Frei João Mannes
Compreensões equivocadas de liderança
Na atualidade, encontramos diversos estudos sobre o tema liderança. No livro O Monge e o Executivo, James Hunter afirma que a liderança é “a habilidade de influenciar pessoas para trabalharem entusiasticamente visando a atingir os objetivos identificados como sendo para o bem comum” (2004, p. 25).
No entanto, de maneira geral, a liderança é equivocadamente compreendida como poder de dominação. Quando alguém é nomeado para um cargo, o poder sobe-lhe facilmente à cabeça e o coração fica vazio de afeição, ternura, bondade, humildade e generosidade. Assim, cai-se no extremo do autoritarismo.
O líder autoritário é egocêntrico e autocrático (governa por e para si próprio). Decide tudo sozinho, sem permitir às pessoas a liberdade de participar do processo de organização dos trabalhos e da vida dos seus liderados. O líder dominador relaciona-se com as pessoas de forma piramidal. O poder exercido como dominação se impõe pela força e não visa aos interesses comuns, mas próprios. Temos diariamente um noticiário farto desses abusos e suas respectivas consequências nos mais diversos setores da sociedade.

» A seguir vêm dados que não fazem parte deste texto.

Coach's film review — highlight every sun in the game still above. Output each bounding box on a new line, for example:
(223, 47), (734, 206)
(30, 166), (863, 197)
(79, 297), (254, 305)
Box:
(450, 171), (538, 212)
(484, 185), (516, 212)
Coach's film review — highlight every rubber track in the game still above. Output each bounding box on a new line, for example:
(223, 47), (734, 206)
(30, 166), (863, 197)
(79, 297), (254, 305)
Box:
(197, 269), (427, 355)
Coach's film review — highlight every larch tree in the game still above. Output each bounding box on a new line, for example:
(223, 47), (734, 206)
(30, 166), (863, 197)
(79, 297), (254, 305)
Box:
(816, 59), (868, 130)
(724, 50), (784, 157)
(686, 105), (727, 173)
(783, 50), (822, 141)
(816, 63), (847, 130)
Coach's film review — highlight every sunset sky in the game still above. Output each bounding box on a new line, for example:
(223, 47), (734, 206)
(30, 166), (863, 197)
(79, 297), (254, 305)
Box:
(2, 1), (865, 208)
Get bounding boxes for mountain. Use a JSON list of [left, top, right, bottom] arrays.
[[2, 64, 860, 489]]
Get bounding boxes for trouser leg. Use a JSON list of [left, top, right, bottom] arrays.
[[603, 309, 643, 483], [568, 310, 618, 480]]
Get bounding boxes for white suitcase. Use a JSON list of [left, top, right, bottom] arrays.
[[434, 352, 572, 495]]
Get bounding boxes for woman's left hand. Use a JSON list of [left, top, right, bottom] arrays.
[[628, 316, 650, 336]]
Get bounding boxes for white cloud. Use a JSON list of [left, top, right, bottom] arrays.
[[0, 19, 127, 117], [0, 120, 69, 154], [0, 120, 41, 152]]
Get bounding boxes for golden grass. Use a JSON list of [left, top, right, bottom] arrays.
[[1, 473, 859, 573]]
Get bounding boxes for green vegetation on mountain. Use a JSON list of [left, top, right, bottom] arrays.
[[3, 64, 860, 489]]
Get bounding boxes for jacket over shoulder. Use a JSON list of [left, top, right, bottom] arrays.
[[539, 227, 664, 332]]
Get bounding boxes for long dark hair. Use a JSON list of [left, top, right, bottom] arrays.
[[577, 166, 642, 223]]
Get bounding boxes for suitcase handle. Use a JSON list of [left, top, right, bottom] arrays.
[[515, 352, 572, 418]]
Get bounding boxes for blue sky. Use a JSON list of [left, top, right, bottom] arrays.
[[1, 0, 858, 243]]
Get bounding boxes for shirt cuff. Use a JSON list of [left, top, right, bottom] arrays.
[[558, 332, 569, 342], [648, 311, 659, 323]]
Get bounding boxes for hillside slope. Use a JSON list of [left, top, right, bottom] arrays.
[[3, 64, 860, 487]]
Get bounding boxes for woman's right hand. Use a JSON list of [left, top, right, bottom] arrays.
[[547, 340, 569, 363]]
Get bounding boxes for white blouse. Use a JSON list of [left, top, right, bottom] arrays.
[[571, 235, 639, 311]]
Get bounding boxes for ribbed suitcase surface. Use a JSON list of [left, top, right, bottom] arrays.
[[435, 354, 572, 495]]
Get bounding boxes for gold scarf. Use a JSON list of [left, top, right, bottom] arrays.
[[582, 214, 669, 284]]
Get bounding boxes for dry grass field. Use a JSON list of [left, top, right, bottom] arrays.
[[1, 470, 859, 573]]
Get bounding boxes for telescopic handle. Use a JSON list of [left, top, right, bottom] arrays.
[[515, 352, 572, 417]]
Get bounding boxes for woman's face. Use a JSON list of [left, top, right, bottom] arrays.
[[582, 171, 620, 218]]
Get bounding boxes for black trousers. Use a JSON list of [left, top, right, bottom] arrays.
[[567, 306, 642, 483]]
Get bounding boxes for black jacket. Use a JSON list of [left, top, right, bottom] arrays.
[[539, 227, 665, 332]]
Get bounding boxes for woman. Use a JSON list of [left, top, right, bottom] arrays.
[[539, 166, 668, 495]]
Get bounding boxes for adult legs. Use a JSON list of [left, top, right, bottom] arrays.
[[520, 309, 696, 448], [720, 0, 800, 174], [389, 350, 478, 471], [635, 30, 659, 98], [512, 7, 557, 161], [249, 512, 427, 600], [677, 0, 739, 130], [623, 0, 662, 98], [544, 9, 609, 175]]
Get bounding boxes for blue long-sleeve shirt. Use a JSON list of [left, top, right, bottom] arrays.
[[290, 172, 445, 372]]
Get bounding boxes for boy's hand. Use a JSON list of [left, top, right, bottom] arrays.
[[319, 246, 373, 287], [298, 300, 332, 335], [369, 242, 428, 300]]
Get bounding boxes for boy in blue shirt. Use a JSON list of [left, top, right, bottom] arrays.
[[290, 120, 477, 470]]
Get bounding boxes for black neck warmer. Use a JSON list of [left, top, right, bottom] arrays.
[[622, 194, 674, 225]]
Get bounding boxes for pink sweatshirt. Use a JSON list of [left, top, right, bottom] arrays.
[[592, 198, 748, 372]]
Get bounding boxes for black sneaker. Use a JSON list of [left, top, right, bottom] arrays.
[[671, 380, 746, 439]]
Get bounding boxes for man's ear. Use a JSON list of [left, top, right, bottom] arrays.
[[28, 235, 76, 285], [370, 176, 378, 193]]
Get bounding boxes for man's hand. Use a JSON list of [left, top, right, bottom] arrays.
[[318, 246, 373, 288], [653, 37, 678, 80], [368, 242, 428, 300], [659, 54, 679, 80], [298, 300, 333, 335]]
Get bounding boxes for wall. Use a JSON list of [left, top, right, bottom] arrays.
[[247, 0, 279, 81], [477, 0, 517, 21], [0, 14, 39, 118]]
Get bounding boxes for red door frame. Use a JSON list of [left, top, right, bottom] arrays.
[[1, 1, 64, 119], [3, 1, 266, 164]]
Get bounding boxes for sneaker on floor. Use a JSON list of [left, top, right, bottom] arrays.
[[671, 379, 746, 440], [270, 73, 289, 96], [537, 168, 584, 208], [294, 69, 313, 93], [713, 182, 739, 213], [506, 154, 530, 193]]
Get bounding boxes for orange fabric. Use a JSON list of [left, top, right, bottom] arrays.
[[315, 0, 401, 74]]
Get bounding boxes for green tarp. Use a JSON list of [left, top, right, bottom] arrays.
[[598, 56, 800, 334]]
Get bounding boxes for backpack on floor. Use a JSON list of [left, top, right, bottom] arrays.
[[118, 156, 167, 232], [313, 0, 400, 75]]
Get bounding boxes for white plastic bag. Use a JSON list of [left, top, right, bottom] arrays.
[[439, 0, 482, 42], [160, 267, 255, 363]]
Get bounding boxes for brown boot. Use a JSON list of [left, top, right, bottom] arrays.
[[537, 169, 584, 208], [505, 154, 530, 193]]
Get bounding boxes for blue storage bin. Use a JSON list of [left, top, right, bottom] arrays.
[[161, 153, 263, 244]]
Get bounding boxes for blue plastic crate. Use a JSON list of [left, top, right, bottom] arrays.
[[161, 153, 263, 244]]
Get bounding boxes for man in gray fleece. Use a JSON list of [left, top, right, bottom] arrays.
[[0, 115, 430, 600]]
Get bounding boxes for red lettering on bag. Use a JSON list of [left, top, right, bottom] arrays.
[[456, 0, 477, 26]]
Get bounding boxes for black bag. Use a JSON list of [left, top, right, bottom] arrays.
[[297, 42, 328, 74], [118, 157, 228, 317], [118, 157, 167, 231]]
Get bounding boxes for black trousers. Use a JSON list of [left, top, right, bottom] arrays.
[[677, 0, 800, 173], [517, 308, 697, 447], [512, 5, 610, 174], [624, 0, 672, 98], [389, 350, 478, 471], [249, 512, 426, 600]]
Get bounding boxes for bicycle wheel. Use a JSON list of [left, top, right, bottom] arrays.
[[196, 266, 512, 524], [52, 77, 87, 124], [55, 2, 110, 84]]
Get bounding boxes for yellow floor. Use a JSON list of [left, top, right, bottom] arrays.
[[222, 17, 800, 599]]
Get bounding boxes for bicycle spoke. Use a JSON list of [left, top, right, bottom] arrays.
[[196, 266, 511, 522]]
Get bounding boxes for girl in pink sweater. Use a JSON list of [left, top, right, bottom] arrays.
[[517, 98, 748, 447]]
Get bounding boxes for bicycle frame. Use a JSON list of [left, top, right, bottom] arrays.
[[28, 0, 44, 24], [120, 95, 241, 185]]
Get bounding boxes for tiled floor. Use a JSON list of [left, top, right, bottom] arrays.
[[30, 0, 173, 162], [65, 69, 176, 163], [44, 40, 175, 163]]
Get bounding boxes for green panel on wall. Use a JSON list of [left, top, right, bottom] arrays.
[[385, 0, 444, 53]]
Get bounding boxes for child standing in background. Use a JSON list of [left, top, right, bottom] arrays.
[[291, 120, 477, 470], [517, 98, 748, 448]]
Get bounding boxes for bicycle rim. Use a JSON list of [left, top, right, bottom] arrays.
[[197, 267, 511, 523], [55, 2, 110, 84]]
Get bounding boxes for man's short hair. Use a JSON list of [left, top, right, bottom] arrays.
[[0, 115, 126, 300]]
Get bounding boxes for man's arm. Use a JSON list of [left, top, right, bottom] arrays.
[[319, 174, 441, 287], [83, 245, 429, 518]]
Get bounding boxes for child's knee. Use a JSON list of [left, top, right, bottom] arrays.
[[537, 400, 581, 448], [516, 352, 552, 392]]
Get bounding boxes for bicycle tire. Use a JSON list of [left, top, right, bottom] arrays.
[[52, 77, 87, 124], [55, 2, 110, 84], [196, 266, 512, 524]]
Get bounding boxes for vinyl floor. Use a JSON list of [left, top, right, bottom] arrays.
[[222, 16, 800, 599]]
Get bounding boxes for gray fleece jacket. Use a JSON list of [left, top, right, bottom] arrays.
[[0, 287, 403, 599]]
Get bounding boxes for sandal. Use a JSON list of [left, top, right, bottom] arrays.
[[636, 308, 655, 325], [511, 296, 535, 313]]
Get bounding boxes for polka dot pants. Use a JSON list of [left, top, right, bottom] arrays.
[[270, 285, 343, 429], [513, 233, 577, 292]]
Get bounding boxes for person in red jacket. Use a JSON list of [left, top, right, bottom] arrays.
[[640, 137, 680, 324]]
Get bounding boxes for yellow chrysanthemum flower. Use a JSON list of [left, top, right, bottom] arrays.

Por outro lado, sobressai-se um estilo de liderança mais liberal, que delega a maioria das decisões aos indivíduos ou ao grupo. Uma tal liderança justifica a sua conduta com a alegação de que deve respeitar o direito de cada um à autonomia, equivocadamente entendida como “independência” dos outros, e assim também salvaguardar os seus próprios interesses. Essa forma laxista de liderar, sem objetivo ou direcionamento claro, promove cada vez mais o individualismo e a realização de trabalhos e projetos pouco alinhados à missão da corporação à qual pertencem. E não é de se supor que um líder “bonachão” como esse chame para si a responsabilidade pelos problemas oriundos de sua maneira equivocada de liderar.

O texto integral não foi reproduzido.